There are four major evolutionary algorithms:

  • Genetic Algorithms
  • Genetic Programming
  • Evolutionary Programming
  • Gene Expression Programming

In today's talk, we will cover the first two.

What Are Evolutionary Algorithms?

Evolutionary algorithms are great at solving a particular type of problem:

  1. Gigantic search space
  2. Known way to score answers
  3. The solution is too complex to do by hand
  4. We expect that known tools can achieve a solution

Evolutionary algorithms also perform extremely well when the environment (and thus the best solution) changes regularly.

Good Applications

Good uses for Evolutionary Algorithms: NP-Hard problems.
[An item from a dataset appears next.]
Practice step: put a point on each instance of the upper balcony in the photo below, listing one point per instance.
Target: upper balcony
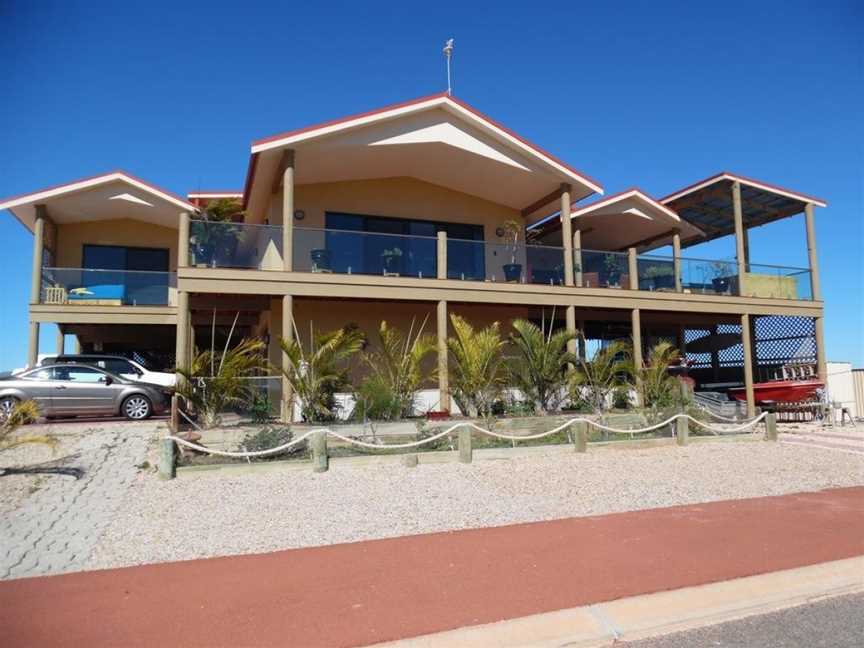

  • Optimization problems: min/max, circuit layout, Traveling Salesman Problem, Knapsack Problem
  • Machine learning: building weights for neural nets, rules for classifiers, or training sensors
  • Economic models: bidding strategies (e.g., portfolio bidding), game theory
  • Ecological models: host-parasite co-evolution, symbiosis, resource flow

Evolutionary Algorithms help solve min-max problems and can avoid hill-climbing issues.

What Are Evolutionary Algorithms?

Evolutionary Algorithms tend to solve hill-climbing problems:

Many algorithms tend to get stuck at local maxima/minima; EAs often don't.

Heuristics For Good Solutions

There are several good solution heuristics:

  1. Correctness – We can find the a priori correct solution.
  2. Consistency – Repeat the problem, repeat the answer.
  3. Justifiability – Cause implies effect.
  4. Certainty – Chance should not be part of the solution.
  5. Orderliness – The process is a logical, step-by-step process in which each step leads to the next.
  6. Parsimony – Simpler is ceteris paribus better.
  7. Decisiveness – Once a solution is found, the problem is solved.

Evolutionary algorithms guarantee zero of these properties.

What Are The Limitations?

Going further, evolutionary algorithms have a number of limitations:

  • No guarantee of a solution
  • No guarantee of good performance in reasonable time
  • Answers will likely differ each run
  • Often hard to tell when to stop
  • Can still get stuck at a local min/max
  • Solutions are not parsimonious

But...they do tend to get the job done.

Agenda

  1. Genetics Crash Course
  2. Genetic Algorithms
  3. Genetic Programming

Genetics Crash Course

Evolutionary Algorithms are modeled after simplified forms of biological processes.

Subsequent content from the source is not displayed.